A mi amiga Cristina le han robado un libro del escaparate de la librería. Y no es que fuera muy caro ni una gran pérdida –era el último de Paulo Coelho, imaginen–, pero el caso es que lo echó en falta, y al repasar las grabaciones de la cámara de seguridad descubrió al pícaro que se lo había llevado al descuido.
Hace unos años, los libreros solían tomarse esas sisas con bastante resignación; a fin de cuentas, los que guindaban una novela solían ser estudiantes más tiesos que la mojama, que la querían con la inocente intención de leerla. De hecho, algunos hasta las devolvían una vez terminadas, como mi compañera Sole, todo un ingenio costurero con el doble fondo de los abrigos.
Hoy día, sin embargo, si alguien te levanta un libro, enseguida sospechan que no es para leerlo. Ni consumo propio ni mucho menos; los libros llegan casi al mismo tiempo a las bibliotecas –cuando la crisis lo permite–, y en realidad el ‘crimen’ es más virtual que físico, porque es mucho más fácil, y hasta entretenido, robar un libro digital que uno en papel. De hecho, habría que inventar un término como el tsundoku –así llaman los japoneses a esa costumbre, tan cercana al síndrome de Diógenes, de acumular montañas y montañas de libros sin leer– para la manía actual de llenar discos duros con libros, películas y discos digitalizados que nunca llegaremos a disfrutar, simplemente porque no hay horas suficientes en la vida para leerlo, escucharlo y verlo todo.
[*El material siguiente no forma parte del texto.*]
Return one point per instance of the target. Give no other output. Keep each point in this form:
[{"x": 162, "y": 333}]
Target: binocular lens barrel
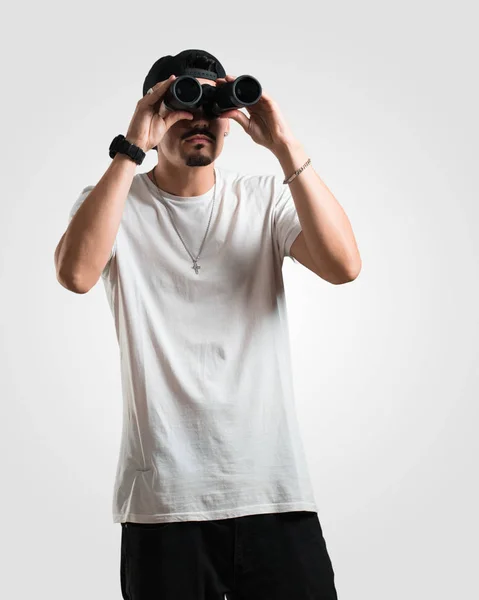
[
  {"x": 186, "y": 93},
  {"x": 247, "y": 90}
]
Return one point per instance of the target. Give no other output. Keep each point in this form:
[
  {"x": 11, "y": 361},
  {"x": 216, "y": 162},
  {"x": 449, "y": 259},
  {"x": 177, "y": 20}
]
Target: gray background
[{"x": 384, "y": 98}]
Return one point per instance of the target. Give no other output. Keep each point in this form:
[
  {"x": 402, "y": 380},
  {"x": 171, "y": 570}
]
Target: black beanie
[{"x": 184, "y": 63}]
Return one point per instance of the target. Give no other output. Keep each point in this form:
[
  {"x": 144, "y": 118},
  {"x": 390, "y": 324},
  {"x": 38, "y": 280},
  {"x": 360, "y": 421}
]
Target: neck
[{"x": 183, "y": 180}]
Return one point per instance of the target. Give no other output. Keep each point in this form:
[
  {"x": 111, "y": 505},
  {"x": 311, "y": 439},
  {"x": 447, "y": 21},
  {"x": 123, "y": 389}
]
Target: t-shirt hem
[{"x": 216, "y": 514}]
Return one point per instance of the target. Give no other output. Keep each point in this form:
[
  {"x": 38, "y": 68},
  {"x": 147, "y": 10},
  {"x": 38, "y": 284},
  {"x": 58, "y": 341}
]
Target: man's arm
[{"x": 86, "y": 245}]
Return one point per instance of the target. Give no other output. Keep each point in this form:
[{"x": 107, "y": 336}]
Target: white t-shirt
[{"x": 209, "y": 421}]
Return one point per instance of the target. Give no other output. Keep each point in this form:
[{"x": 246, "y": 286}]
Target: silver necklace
[{"x": 195, "y": 260}]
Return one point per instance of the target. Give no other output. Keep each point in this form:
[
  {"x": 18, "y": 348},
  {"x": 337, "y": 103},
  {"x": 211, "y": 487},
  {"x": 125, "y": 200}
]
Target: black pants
[{"x": 274, "y": 556}]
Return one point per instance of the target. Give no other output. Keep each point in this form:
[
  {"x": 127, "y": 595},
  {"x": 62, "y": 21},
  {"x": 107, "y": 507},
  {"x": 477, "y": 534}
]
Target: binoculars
[{"x": 187, "y": 93}]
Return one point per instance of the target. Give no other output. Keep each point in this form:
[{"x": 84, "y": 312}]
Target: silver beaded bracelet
[{"x": 296, "y": 173}]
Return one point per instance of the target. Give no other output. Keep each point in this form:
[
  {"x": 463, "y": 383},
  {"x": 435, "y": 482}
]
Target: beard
[{"x": 198, "y": 160}]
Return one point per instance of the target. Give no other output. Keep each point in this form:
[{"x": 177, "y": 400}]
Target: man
[{"x": 212, "y": 488}]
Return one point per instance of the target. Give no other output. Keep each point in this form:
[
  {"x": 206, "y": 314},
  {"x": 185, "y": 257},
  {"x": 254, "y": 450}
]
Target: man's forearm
[
  {"x": 326, "y": 228},
  {"x": 87, "y": 243}
]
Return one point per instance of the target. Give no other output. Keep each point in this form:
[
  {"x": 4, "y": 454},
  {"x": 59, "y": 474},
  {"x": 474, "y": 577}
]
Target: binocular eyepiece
[{"x": 187, "y": 93}]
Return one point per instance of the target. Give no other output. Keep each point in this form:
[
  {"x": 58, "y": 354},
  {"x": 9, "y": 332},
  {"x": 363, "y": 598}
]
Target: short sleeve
[
  {"x": 79, "y": 201},
  {"x": 286, "y": 221}
]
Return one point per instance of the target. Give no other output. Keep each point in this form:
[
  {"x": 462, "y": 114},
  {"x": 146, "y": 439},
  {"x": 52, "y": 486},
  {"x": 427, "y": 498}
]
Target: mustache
[{"x": 199, "y": 132}]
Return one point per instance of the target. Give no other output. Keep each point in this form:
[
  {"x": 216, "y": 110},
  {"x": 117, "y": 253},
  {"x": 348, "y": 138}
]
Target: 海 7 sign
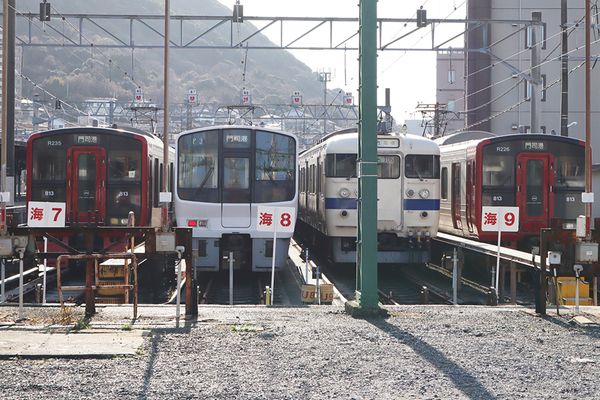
[
  {"x": 504, "y": 219},
  {"x": 270, "y": 219},
  {"x": 44, "y": 215}
]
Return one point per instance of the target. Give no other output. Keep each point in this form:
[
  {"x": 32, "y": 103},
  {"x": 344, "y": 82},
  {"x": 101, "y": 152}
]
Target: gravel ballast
[{"x": 422, "y": 352}]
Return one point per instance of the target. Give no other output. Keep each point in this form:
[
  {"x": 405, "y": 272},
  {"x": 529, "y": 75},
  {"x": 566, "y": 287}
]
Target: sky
[{"x": 409, "y": 75}]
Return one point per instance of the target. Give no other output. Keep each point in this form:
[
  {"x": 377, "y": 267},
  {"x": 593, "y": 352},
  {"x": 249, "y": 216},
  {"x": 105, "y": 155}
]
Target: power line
[{"x": 514, "y": 105}]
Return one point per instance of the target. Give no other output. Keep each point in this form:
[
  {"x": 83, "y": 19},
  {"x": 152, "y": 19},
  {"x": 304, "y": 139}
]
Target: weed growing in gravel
[
  {"x": 66, "y": 316},
  {"x": 83, "y": 323},
  {"x": 246, "y": 328}
]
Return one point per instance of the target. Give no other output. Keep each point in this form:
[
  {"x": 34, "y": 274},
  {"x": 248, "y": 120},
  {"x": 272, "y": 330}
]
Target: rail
[{"x": 508, "y": 254}]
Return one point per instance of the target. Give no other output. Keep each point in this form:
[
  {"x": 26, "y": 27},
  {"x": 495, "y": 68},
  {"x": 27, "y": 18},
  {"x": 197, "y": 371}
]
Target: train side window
[
  {"x": 456, "y": 198},
  {"x": 388, "y": 167},
  {"x": 498, "y": 171},
  {"x": 275, "y": 167},
  {"x": 155, "y": 185},
  {"x": 445, "y": 183},
  {"x": 422, "y": 166},
  {"x": 340, "y": 165},
  {"x": 198, "y": 166}
]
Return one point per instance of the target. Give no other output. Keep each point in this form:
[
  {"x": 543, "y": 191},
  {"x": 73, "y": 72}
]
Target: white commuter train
[
  {"x": 408, "y": 194},
  {"x": 224, "y": 174}
]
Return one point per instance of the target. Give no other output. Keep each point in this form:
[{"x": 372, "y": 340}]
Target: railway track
[{"x": 247, "y": 288}]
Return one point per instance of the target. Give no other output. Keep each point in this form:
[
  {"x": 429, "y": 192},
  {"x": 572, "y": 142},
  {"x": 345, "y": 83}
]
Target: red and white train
[
  {"x": 101, "y": 174},
  {"x": 543, "y": 175}
]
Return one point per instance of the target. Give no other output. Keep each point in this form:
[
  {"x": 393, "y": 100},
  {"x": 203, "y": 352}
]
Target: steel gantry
[{"x": 220, "y": 32}]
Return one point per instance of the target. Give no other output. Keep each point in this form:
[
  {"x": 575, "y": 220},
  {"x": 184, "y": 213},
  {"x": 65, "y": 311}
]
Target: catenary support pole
[
  {"x": 588, "y": 120},
  {"x": 165, "y": 209},
  {"x": 367, "y": 297},
  {"x": 564, "y": 100},
  {"x": 536, "y": 79}
]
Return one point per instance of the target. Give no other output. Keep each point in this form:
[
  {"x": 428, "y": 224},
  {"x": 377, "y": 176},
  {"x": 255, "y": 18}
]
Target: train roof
[
  {"x": 247, "y": 127},
  {"x": 113, "y": 129},
  {"x": 346, "y": 141},
  {"x": 468, "y": 136},
  {"x": 463, "y": 137}
]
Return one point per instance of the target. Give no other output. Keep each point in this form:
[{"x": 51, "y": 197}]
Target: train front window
[
  {"x": 422, "y": 166},
  {"x": 498, "y": 171},
  {"x": 124, "y": 177},
  {"x": 124, "y": 165},
  {"x": 388, "y": 167},
  {"x": 275, "y": 170},
  {"x": 534, "y": 189},
  {"x": 198, "y": 167},
  {"x": 569, "y": 171},
  {"x": 340, "y": 166},
  {"x": 86, "y": 182},
  {"x": 49, "y": 173},
  {"x": 236, "y": 173}
]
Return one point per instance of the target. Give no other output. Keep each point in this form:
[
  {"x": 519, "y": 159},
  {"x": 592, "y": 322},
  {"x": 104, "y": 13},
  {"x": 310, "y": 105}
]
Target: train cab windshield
[
  {"x": 236, "y": 167},
  {"x": 422, "y": 166},
  {"x": 343, "y": 165}
]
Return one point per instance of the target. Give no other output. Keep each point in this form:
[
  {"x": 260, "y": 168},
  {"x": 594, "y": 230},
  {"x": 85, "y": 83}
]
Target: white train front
[
  {"x": 227, "y": 176},
  {"x": 407, "y": 192}
]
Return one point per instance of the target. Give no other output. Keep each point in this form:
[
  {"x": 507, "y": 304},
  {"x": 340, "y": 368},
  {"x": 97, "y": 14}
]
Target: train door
[
  {"x": 236, "y": 204},
  {"x": 533, "y": 194},
  {"x": 470, "y": 195},
  {"x": 86, "y": 201},
  {"x": 456, "y": 198}
]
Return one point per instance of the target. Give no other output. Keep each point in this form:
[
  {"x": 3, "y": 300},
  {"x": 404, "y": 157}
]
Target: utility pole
[
  {"x": 535, "y": 81},
  {"x": 165, "y": 210},
  {"x": 325, "y": 76},
  {"x": 8, "y": 108},
  {"x": 564, "y": 104},
  {"x": 588, "y": 126},
  {"x": 367, "y": 298}
]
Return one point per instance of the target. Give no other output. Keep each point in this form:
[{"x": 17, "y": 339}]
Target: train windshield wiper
[{"x": 205, "y": 180}]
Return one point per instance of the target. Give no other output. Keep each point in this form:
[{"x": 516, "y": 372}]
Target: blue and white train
[
  {"x": 224, "y": 174},
  {"x": 408, "y": 194}
]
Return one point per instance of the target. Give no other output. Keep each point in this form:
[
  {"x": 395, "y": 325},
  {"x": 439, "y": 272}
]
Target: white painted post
[
  {"x": 318, "y": 287},
  {"x": 3, "y": 276},
  {"x": 178, "y": 311},
  {"x": 498, "y": 264},
  {"x": 577, "y": 268},
  {"x": 21, "y": 311},
  {"x": 306, "y": 266},
  {"x": 454, "y": 277},
  {"x": 231, "y": 260},
  {"x": 273, "y": 265},
  {"x": 45, "y": 269}
]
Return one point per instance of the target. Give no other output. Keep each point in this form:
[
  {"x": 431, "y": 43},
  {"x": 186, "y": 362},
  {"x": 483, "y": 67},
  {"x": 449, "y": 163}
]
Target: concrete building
[
  {"x": 451, "y": 90},
  {"x": 498, "y": 98}
]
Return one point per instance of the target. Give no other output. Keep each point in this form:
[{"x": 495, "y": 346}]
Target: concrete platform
[{"x": 89, "y": 344}]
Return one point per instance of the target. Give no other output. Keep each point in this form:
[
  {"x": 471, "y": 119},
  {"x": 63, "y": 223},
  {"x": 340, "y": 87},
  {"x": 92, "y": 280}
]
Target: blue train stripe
[
  {"x": 337, "y": 203},
  {"x": 422, "y": 204}
]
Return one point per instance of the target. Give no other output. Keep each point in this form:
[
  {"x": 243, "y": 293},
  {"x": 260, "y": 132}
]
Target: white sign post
[
  {"x": 275, "y": 219},
  {"x": 46, "y": 214},
  {"x": 500, "y": 219}
]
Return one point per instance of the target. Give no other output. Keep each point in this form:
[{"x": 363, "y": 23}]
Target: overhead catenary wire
[
  {"x": 384, "y": 70},
  {"x": 109, "y": 59},
  {"x": 514, "y": 105},
  {"x": 527, "y": 70},
  {"x": 33, "y": 22},
  {"x": 506, "y": 59}
]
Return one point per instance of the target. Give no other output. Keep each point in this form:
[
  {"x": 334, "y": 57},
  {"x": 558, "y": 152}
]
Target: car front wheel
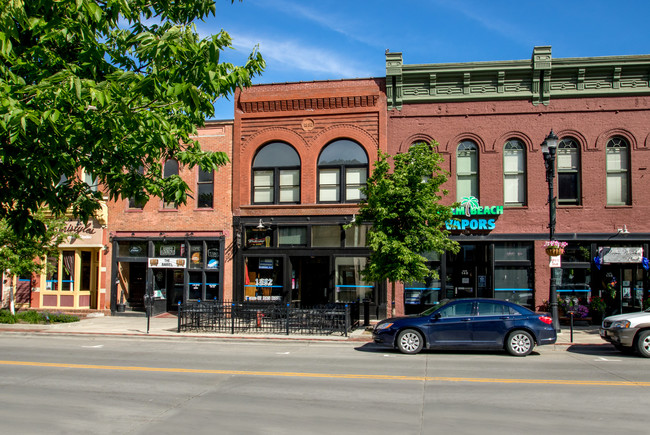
[
  {"x": 519, "y": 343},
  {"x": 643, "y": 344},
  {"x": 409, "y": 341}
]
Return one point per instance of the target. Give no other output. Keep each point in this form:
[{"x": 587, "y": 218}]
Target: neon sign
[{"x": 469, "y": 208}]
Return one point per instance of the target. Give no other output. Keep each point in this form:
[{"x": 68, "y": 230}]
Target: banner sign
[
  {"x": 168, "y": 263},
  {"x": 620, "y": 254}
]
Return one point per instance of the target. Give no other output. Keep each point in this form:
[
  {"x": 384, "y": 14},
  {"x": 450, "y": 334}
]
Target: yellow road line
[{"x": 331, "y": 375}]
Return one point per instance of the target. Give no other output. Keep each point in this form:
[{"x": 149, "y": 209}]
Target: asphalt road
[{"x": 57, "y": 385}]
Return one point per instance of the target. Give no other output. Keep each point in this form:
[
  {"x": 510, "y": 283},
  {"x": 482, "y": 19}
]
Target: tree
[
  {"x": 107, "y": 88},
  {"x": 407, "y": 218},
  {"x": 20, "y": 254}
]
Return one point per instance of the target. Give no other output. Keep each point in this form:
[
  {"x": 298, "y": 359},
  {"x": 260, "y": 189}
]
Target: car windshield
[{"x": 430, "y": 311}]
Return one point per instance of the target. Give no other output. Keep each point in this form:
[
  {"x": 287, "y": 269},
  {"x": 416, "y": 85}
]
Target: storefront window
[
  {"x": 292, "y": 236},
  {"x": 574, "y": 282},
  {"x": 196, "y": 255},
  {"x": 514, "y": 284},
  {"x": 195, "y": 285},
  {"x": 213, "y": 254},
  {"x": 323, "y": 236},
  {"x": 263, "y": 278},
  {"x": 211, "y": 285},
  {"x": 52, "y": 281},
  {"x": 350, "y": 286},
  {"x": 67, "y": 271},
  {"x": 513, "y": 251},
  {"x": 420, "y": 295}
]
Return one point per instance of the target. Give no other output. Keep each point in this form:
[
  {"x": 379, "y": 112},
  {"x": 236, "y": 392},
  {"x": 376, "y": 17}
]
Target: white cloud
[{"x": 292, "y": 55}]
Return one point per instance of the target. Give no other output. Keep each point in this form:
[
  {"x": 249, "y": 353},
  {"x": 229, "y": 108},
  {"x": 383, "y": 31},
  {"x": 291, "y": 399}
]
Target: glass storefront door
[{"x": 466, "y": 272}]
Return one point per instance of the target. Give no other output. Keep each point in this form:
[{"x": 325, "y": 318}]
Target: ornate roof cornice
[{"x": 537, "y": 80}]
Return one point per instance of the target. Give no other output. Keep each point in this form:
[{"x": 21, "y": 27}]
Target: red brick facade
[{"x": 187, "y": 224}]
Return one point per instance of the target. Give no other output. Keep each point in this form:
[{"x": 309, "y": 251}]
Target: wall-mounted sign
[
  {"x": 266, "y": 263},
  {"x": 168, "y": 250},
  {"x": 258, "y": 238},
  {"x": 169, "y": 263},
  {"x": 620, "y": 254},
  {"x": 474, "y": 216},
  {"x": 89, "y": 234}
]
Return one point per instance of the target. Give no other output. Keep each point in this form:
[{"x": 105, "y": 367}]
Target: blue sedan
[{"x": 468, "y": 324}]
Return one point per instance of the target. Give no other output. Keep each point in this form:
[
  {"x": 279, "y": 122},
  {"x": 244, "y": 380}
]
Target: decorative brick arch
[
  {"x": 498, "y": 144},
  {"x": 603, "y": 138},
  {"x": 579, "y": 137},
  {"x": 450, "y": 146},
  {"x": 417, "y": 137},
  {"x": 346, "y": 131},
  {"x": 274, "y": 134}
]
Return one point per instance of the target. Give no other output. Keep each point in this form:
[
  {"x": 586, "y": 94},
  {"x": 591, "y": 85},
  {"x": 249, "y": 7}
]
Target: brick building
[
  {"x": 178, "y": 252},
  {"x": 301, "y": 153},
  {"x": 489, "y": 119}
]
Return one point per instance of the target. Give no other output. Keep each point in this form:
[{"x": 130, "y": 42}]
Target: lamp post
[{"x": 549, "y": 147}]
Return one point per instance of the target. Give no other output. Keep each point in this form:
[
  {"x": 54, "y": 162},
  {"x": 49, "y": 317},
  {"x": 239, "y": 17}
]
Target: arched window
[
  {"x": 514, "y": 173},
  {"x": 618, "y": 172},
  {"x": 276, "y": 174},
  {"x": 133, "y": 202},
  {"x": 466, "y": 170},
  {"x": 568, "y": 172},
  {"x": 170, "y": 168},
  {"x": 342, "y": 172}
]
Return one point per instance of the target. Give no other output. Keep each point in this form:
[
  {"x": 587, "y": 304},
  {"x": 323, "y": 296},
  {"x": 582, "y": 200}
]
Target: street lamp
[{"x": 549, "y": 147}]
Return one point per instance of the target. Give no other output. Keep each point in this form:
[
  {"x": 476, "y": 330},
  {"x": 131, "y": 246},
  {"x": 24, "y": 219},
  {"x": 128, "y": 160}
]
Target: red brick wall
[
  {"x": 215, "y": 136},
  {"x": 591, "y": 121},
  {"x": 308, "y": 116}
]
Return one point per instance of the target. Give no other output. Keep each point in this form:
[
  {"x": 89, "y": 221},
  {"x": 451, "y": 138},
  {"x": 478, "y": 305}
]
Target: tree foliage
[
  {"x": 113, "y": 87},
  {"x": 407, "y": 218}
]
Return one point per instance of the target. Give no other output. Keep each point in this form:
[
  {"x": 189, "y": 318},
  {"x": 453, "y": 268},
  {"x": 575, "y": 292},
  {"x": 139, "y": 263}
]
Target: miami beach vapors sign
[{"x": 471, "y": 216}]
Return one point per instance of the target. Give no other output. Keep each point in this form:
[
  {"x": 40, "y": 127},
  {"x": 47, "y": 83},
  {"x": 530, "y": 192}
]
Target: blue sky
[{"x": 305, "y": 40}]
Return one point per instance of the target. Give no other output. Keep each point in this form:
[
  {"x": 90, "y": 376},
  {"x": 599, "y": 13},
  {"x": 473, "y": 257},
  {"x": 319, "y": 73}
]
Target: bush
[
  {"x": 36, "y": 317},
  {"x": 6, "y": 317},
  {"x": 30, "y": 317},
  {"x": 63, "y": 318}
]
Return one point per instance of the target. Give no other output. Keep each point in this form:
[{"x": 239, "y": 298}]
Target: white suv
[{"x": 628, "y": 332}]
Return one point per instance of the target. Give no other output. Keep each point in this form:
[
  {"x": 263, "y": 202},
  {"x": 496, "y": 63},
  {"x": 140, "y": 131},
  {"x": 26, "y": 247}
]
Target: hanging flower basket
[
  {"x": 554, "y": 251},
  {"x": 554, "y": 248}
]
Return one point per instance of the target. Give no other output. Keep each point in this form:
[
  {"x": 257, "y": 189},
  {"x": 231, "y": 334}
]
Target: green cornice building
[{"x": 537, "y": 80}]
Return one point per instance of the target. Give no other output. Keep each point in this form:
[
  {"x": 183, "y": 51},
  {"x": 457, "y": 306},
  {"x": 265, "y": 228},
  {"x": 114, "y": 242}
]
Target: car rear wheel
[
  {"x": 409, "y": 341},
  {"x": 643, "y": 344},
  {"x": 628, "y": 350},
  {"x": 519, "y": 343}
]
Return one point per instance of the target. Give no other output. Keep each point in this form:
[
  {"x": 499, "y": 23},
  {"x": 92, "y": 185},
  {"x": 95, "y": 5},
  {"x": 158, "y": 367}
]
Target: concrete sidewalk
[{"x": 166, "y": 326}]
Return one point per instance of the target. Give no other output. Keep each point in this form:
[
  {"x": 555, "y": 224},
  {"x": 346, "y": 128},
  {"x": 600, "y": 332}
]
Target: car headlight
[
  {"x": 621, "y": 324},
  {"x": 382, "y": 326}
]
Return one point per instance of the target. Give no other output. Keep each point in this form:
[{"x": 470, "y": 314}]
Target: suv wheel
[{"x": 643, "y": 343}]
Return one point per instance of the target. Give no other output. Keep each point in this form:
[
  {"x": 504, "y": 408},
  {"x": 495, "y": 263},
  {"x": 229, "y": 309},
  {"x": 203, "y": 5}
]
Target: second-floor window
[
  {"x": 170, "y": 168},
  {"x": 514, "y": 173},
  {"x": 205, "y": 189},
  {"x": 276, "y": 174},
  {"x": 342, "y": 172},
  {"x": 618, "y": 172},
  {"x": 568, "y": 172},
  {"x": 466, "y": 170}
]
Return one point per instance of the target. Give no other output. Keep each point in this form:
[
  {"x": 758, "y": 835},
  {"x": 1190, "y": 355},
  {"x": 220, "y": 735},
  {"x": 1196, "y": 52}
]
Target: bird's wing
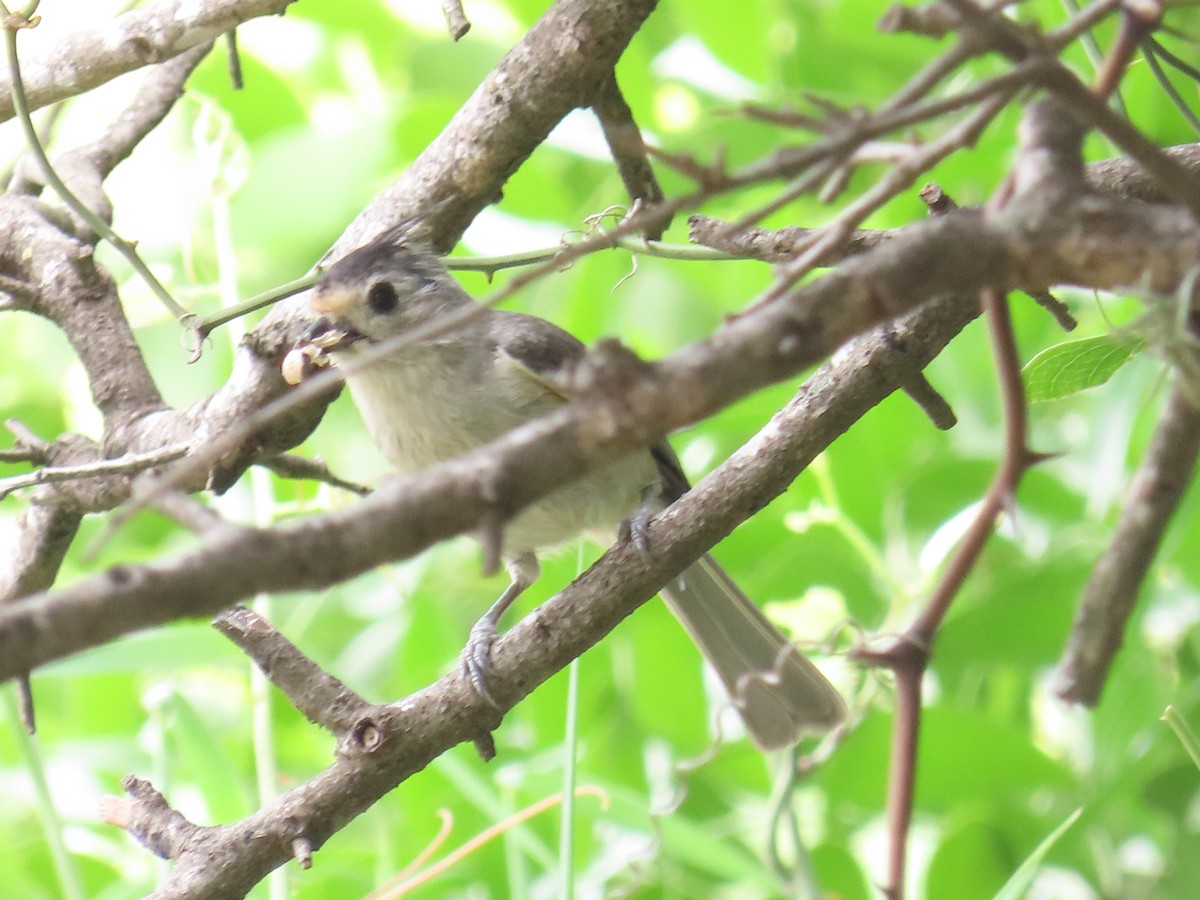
[{"x": 539, "y": 351}]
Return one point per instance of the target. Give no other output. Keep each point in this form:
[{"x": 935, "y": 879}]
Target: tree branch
[{"x": 145, "y": 35}]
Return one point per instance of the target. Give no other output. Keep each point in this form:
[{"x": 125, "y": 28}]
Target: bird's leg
[
  {"x": 477, "y": 655},
  {"x": 635, "y": 528}
]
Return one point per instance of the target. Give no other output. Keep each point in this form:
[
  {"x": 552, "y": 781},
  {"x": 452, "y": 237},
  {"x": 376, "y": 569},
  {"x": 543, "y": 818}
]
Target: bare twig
[
  {"x": 147, "y": 35},
  {"x": 1111, "y": 593},
  {"x": 628, "y": 149},
  {"x": 301, "y": 467},
  {"x": 323, "y": 700},
  {"x": 127, "y": 465}
]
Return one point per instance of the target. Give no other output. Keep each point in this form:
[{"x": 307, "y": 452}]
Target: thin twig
[
  {"x": 13, "y": 24},
  {"x": 120, "y": 466},
  {"x": 1155, "y": 495}
]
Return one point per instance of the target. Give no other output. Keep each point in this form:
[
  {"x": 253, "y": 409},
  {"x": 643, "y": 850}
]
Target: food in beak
[{"x": 311, "y": 352}]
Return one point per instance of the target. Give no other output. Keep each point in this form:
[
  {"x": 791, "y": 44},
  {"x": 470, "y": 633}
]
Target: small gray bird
[{"x": 441, "y": 397}]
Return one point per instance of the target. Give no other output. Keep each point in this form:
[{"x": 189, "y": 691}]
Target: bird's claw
[
  {"x": 636, "y": 528},
  {"x": 477, "y": 659}
]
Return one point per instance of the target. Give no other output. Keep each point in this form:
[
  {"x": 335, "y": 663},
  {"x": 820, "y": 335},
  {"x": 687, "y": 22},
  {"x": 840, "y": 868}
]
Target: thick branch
[
  {"x": 409, "y": 733},
  {"x": 1102, "y": 246},
  {"x": 559, "y": 65}
]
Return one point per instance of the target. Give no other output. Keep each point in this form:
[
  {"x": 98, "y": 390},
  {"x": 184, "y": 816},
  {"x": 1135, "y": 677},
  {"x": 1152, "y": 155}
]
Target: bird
[{"x": 444, "y": 395}]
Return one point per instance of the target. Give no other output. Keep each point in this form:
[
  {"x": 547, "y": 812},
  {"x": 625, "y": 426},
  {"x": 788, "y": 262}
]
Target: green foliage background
[{"x": 247, "y": 189}]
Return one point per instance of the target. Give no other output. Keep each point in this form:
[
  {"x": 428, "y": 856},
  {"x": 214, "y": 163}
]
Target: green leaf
[
  {"x": 1073, "y": 366},
  {"x": 1015, "y": 887}
]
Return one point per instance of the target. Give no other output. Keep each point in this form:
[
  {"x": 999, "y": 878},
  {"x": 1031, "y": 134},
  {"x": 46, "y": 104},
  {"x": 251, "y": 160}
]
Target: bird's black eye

Pero mi amiga la librera no se puso a filosofar sobre la crisis del papel, sino que se fue directa a la policía con la grabación del robo, o hurto, o como sea que le llamen a eso de llevarte lo que no es tuyo. Tremendo error. Porque en cuanto lo vio un guardia civil reconoció al ladrón literario de Maliaño, y la cosa, en lugar de en el cuartelillo, acabó en el juzgado de paz.
Y allí tuvo que presentarse Cristina, acongojada por una citación que poco menos que la amenazaba con las penas del infierno si no comparecía. Toda una mañana perdida en el juzgado, porque la cosa pública va siempre con retraso, y todo para escuchar cómo el acusado aseguraba que ese de la grabación no era él. Que todos tenemos por lo menos siete dobles y que el que se llevó el libro debía de ser uno de ellos.
Yo no sé lo que haría don Paulo con una historia como esta, si le daría para una novela con esas frases tan sentidas que colapsan las redes sociales. Pero lo cierto es que la librera perdió los diecisiete euros del libro –porque el tipo era insolvente, por supuesto– y, de propina, una mañana de trabajo. Espero que, por lo menos, el juez condene al mangui a leer el libro. Ya verás cómo no vuelve a robar Coelhos.